Mothers should wait at least a year between giving birth and getting pregnant again to reduce health risks to mother and baby, a new study says.
But researchers say they need not wait as long as the 18 months recommended in the current World Health Organization guidelines.
Small gaps between pregnancies risk premature births, smaller babies and infant and mother mortality.
The researchers hope the findings will be “reassuring” for older women.
Senior study author Dr Wendy Norman said it was “encouraging news” for women over 35 who were planning their families.
“Older mothers for the first time have excellent evidence to guide the spacing of their children,” she said.
“Achieving that optimal one-year interval should be doable for many women and is clearly worthwhile to reduce complication risks.”
The study, of nearly 150,000 births in Canada, by University of British Columbia (UBC) and the Harvard TH Chan School of Public Health is published in JAMA Internal Medicine.
The study found 12-to-18 months was the ideal length of time between giving birth and becoming pregnant again.
Current World Health Organization guidelines recommend an ideal interval of 24 months and no fewer than 18 months.
The researchers also found:
- Getting pregnant less than 12 months after giving birth was associated with risks for women for all ages
- There were risks to the mother only for women over the age of 35, while risks to the infant were found for all women, but were greatest for those aged between 20 and 34
- Women over 35 who conceived six months after a previous birth had a 1.2% risk of maternal mortality or harm (12 cases per 1,000 pregnancies)
- Waiting 18 months between pregnancies reduced the risk to 0.5% (five cases per 1,000)
- Younger women who got pregnant six months after a previous birth had an 8.5% risk of premature labour
- This dropped to 3.7% if they waited 18 months between pregnancies
The study’s lead author, Laura Schummers, said: “Our study found increased risks to both mother and infant when pregnancies are closely spaced, including for women older than 35.
“The findings for older women are particularly important, as older women tend to more closely space their pregnancies and often do so intentionally.”
The study looked at only one population of women – in Canada – so it is unclear how applicable this would be worldwide.
Researcher Dr.
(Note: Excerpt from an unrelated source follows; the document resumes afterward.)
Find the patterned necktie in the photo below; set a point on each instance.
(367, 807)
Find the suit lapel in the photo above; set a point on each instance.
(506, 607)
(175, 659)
Sonia Hernandez-Diaz said the findings suggested different risks for each age group.
“Short pregnancy spacing might reflect unplanned pregnancies, particularly among young women.
“Whether the elevated risks are due to our bodies not having time to recover if we conceive soon after delivering or to factors associated with unplanned pregnancies, like inadequate prenatal care, the recommendation might be the same: improve access to postpartum contraception, or abstain from unprotected sexual intercourse with a male partner following a birth.”
Mandy Forrester, from the Royal College of Midwives, said the study was “useful research and builds on previous research into birth spacing”.
“Ultimately, it will be a woman’s choice, whatever age they are, about how long they leave between their pregnancies. What is important is that they are aware of the evidence around birth spacing and that they make their choice armed with the right information.
“Health professionals will always support a woman in her choice, which will be about what is right for them and their pregnancy.
She said women needed access to contraceptive advice to allow them to space their births, if that was their choice, but said in specialist family planning service provision in the UK was “patchy, with GPs frequently offering only oral contraception”.
“Specialist services should be available for all women.”